Cody Carnes and Brandon Lake released a studio-recorded version of "Too Good to Not Believe" as a single on May 28, 2021.

===Accolades===

Year-end lists
| Publication | Accolade | Rank | Ref. |
|---|---|---|---|
| 365 Days Of Inspiring Media | Top 50 Songs of 2021 | 32 |  |

===Commercial performance===
"Too Good to Not Believe" debuted at number 44 on the US Christian Airplay chart. The song went on to peak at number 43 and has spent a total of three consecutive weeks on the chart.
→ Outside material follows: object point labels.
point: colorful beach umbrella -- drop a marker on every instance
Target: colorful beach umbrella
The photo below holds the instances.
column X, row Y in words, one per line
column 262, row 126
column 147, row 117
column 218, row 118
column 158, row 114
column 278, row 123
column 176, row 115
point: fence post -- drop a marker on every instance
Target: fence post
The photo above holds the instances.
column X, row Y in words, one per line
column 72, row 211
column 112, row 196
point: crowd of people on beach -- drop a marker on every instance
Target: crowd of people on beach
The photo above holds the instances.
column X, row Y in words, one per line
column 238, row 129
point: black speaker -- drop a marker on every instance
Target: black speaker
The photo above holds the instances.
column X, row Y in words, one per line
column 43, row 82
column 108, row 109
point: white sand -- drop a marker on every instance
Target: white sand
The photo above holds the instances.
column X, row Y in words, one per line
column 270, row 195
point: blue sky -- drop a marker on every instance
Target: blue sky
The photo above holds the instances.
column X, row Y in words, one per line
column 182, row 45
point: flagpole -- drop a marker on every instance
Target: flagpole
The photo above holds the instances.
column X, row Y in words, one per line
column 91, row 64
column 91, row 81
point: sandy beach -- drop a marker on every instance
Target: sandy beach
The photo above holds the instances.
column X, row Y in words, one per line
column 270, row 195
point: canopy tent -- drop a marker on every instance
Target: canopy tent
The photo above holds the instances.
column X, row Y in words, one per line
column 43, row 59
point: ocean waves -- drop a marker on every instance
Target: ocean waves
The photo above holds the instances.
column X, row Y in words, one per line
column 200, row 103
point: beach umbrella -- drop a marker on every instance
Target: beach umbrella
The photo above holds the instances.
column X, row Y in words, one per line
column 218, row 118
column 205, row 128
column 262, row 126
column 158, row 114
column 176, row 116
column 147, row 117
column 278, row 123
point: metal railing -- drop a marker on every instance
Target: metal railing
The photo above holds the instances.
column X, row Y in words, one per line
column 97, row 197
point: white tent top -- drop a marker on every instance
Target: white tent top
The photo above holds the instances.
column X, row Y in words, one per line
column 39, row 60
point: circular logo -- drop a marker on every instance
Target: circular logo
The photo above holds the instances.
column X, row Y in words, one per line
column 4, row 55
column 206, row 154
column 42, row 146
"Too Good to Not Believe" debuted at No. 45 on the US Hot Christian Songs chart dated February 1, 2022.

===Music videos===
On May 28, 2021, the audio video of "Too Good to Not Believe" was published on Cody Carnes's YouTube channel, as well as the live performance video of the song.

===Track listing===

"Too Good to Not Believe"
| No. | Title | Length |
|---|---|---|
| 1. | "Too Good to Not Believe" | 5:32 |

"Too Good to Not Believe (Live)"
| No. | Title | Length |
|---|---|---|
| 1. | "Too Good to Not Believe" (Live) | 9:45 |

"Too Good to Not Believe (Live)" — Apple Music bonus video content
| No. | Title | Length |
|---|---|---|
| 2. | "Too Good to Not Believe" (Live in Tulsa, OK/2021) | 9:42 |
| Total length: |  | 19:27 |

===Personnel===
Studio version credits adapted from AllMusic.

- Dan Alber — bass
- Cody Carnes — primary artist, vocals
- Chad Chrisman — A&R
- Austin Davis — drums, producer, programmer
- Garrett Davis — A&R
- Sam Gibson — mastering engineer, mixing
- Brandon Lake — primary artist, vocals
- Casey Moore — acoustic guitar, electric guitar
- Micah Nichols — vocal engineer
- Skye Reedy — background vocals
- Aaron Robertson — keyboards, programmer
- Sam Westhoff — vocal engineer

Live version credits adapted from AllMusic.

- Dan Alber — bass
- Tyler Carino — assistant engineer
- Cody Carnes — acoustic guitar, primary artist, producer, vocals
- Chad Chrisman — A&R
- Austin Davis — producer, programmer
- Garrett Davis — A&R
- Sam Gibson — mastering engineer, mixing
- Kari Jobe — background vocals
- Casey Moore — electric guitar
- Jack Nellis — vocal engineer
- Aaron Robertson — programmer
- Jessica Sheppard — keyboards
- Bobby Strand — electric guitar, keyboards
- Joe Volk — drums

===Charts===

Weekly chart performance for "Too Good to Not Believe"
| Chart (2021-2022) | Peak position |
|---|---|
| US Hot Christian Songs (Billboard) | 45 |
| US Christian Airplay (Billboard) | 40 |

===Release history===

| Region | Date | Version | Format | Label | Ref. |
| Various | May 28, 2021 | Studio (with Brandon Lake) | Digital download; streaming; | Sparrow Records; Capitol Christian Music Group; |  |
| June 18, 2021 | Live (Cody Carnes only) |  |

==Other versions==
- Tribl and Maverick City Music released their live version of the song featuring Lizzie Morgan, Cecily, and Melvin Crispell III, as a promotional single from their album, Tribl Nights Anthologies (2022).